Bien qu’un projet de bail conforme à l’offre ait été soumis à Cohaus le 6 juin 2014, celui-ci ne sera pas signé par Cohaus, laquelle ne remettra pas non plus de lettre de crédit. Cohaus justifiait ces omissions au motif qu’elle n’avait pas été en mesure de prendre possession des locaux, notamment parce que 6300 n’avait pas complété ses travaux, ce qui aurait retardé l’avancement du dossier. Assimilant ces faits à des défauts de 6300, Cohaus exigea des modifications à l’Offre, notamment par le report du début de la période d’aménagement, un congé de loyer de deux mois et le droit de déposer dans un compte en fidéicommis d’avocat un montant de 150 000$ en lieu et place de l’émission d’une lettre de crédit.

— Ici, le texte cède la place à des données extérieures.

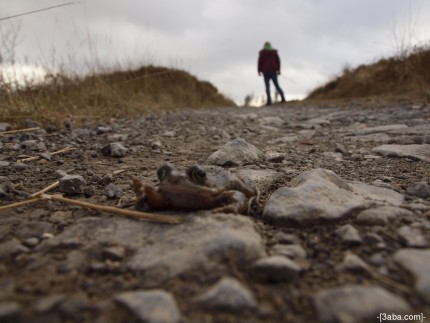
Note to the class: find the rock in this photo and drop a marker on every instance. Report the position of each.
(412, 237)
(200, 244)
(349, 235)
(420, 189)
(114, 253)
(276, 269)
(377, 195)
(420, 152)
(228, 295)
(351, 303)
(354, 263)
(236, 152)
(33, 229)
(74, 306)
(72, 184)
(9, 311)
(286, 238)
(385, 128)
(261, 177)
(155, 306)
(381, 215)
(291, 251)
(316, 195)
(47, 303)
(6, 186)
(60, 173)
(114, 149)
(417, 262)
(19, 167)
(113, 191)
(4, 126)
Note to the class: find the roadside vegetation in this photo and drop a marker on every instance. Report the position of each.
(404, 76)
(131, 93)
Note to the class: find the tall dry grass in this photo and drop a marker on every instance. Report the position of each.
(398, 77)
(102, 92)
(146, 90)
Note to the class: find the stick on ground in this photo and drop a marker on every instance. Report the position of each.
(160, 218)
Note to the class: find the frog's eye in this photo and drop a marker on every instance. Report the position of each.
(196, 174)
(163, 172)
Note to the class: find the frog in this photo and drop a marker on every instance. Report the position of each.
(195, 189)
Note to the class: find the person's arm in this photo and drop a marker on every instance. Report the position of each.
(259, 64)
(278, 63)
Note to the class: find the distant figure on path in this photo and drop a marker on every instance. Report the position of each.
(269, 65)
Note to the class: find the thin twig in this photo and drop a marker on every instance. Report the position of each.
(46, 189)
(168, 219)
(17, 204)
(63, 150)
(19, 130)
(39, 10)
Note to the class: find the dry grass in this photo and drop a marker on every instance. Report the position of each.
(393, 78)
(149, 89)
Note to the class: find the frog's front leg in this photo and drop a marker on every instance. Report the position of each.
(148, 198)
(233, 202)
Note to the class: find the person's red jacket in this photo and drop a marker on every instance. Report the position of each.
(269, 62)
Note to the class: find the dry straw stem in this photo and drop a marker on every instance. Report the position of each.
(19, 130)
(168, 219)
(64, 150)
(160, 218)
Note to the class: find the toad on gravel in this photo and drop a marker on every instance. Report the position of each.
(196, 190)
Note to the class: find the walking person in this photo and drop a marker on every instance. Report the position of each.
(269, 65)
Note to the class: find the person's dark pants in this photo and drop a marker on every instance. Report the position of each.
(274, 78)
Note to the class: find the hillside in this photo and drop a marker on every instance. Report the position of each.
(395, 77)
(148, 89)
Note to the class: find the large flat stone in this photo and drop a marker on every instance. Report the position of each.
(420, 152)
(314, 196)
(417, 262)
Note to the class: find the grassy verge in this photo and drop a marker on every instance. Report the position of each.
(146, 90)
(393, 78)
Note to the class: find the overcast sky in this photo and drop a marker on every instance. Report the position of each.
(218, 40)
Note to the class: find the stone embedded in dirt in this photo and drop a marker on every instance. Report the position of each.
(285, 238)
(113, 191)
(420, 152)
(313, 196)
(114, 149)
(382, 215)
(412, 237)
(352, 262)
(228, 295)
(60, 173)
(236, 152)
(349, 235)
(292, 251)
(420, 189)
(377, 195)
(6, 186)
(47, 303)
(261, 177)
(9, 311)
(4, 164)
(33, 229)
(4, 126)
(383, 129)
(72, 184)
(114, 253)
(155, 306)
(417, 262)
(19, 167)
(276, 269)
(353, 303)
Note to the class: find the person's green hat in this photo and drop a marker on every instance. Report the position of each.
(267, 46)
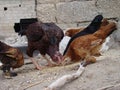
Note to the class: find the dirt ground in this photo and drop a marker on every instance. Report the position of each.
(102, 75)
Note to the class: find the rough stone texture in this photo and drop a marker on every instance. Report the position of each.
(46, 12)
(109, 8)
(12, 11)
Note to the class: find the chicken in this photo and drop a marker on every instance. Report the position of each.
(92, 27)
(84, 48)
(44, 37)
(10, 58)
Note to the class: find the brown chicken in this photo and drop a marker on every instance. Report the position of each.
(10, 58)
(84, 48)
(71, 32)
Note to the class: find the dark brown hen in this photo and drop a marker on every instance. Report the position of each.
(44, 37)
(10, 58)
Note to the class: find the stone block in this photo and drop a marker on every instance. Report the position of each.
(46, 12)
(109, 8)
(72, 12)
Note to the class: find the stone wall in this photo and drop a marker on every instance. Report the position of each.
(65, 13)
(73, 13)
(11, 11)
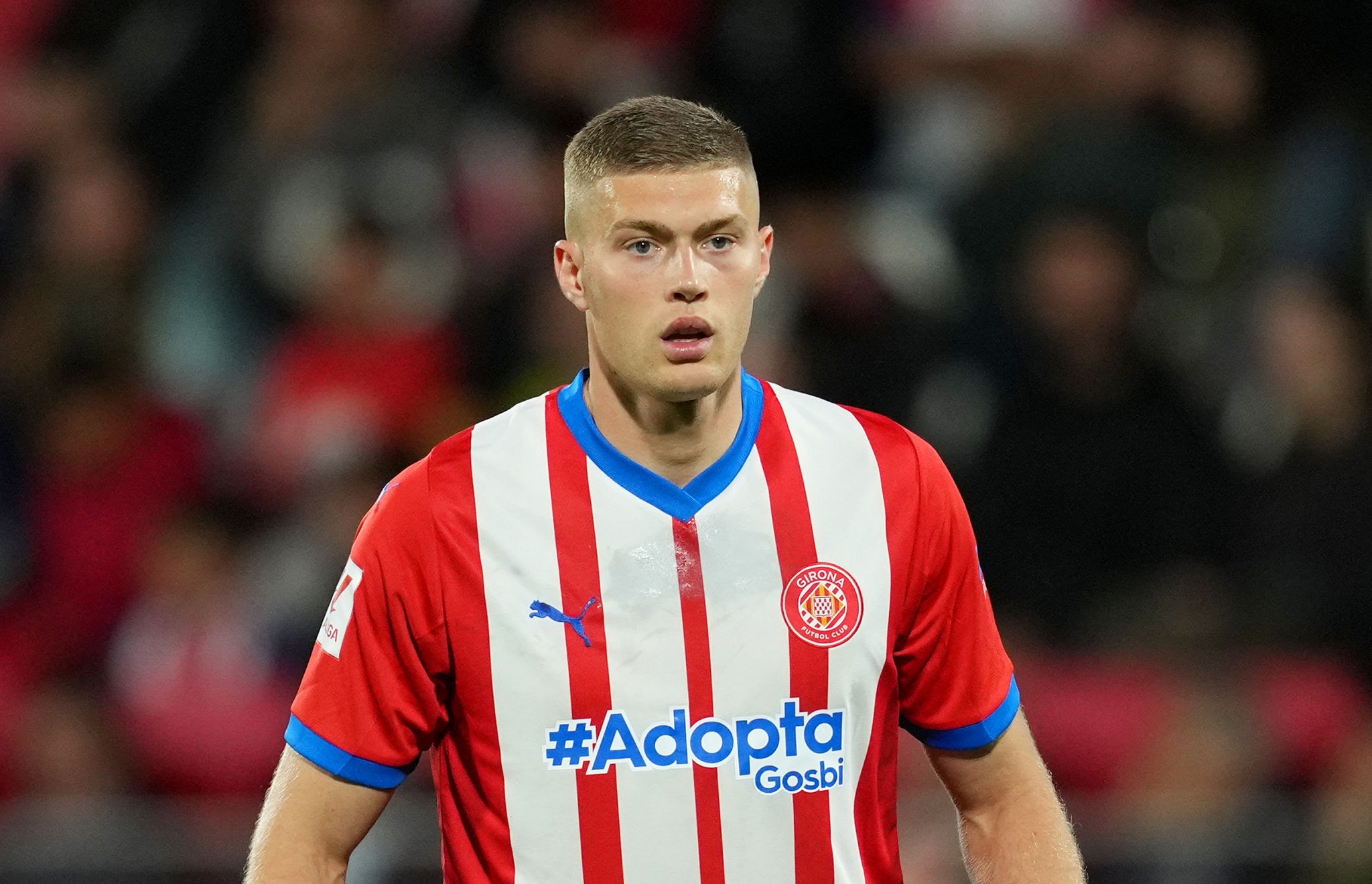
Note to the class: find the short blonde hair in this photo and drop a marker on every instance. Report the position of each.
(652, 133)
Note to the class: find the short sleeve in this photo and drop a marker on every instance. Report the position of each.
(957, 682)
(375, 692)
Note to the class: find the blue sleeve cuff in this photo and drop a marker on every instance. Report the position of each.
(340, 763)
(975, 736)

6300 accepte de modifier certaines dispositions de l’Offre mais maintient son exigence que Cohaus lui fournisse le bail signé et la lettre de crédit. Face au refus répété de Cohaus, 6300 rompt finalement les négociations. Cohaus entreprend alors des procédures, réclamant plus de 5 millions de dollars en perte de profits et en dommages, au motif que 6300 aurait rompu les négociations de manière fautive.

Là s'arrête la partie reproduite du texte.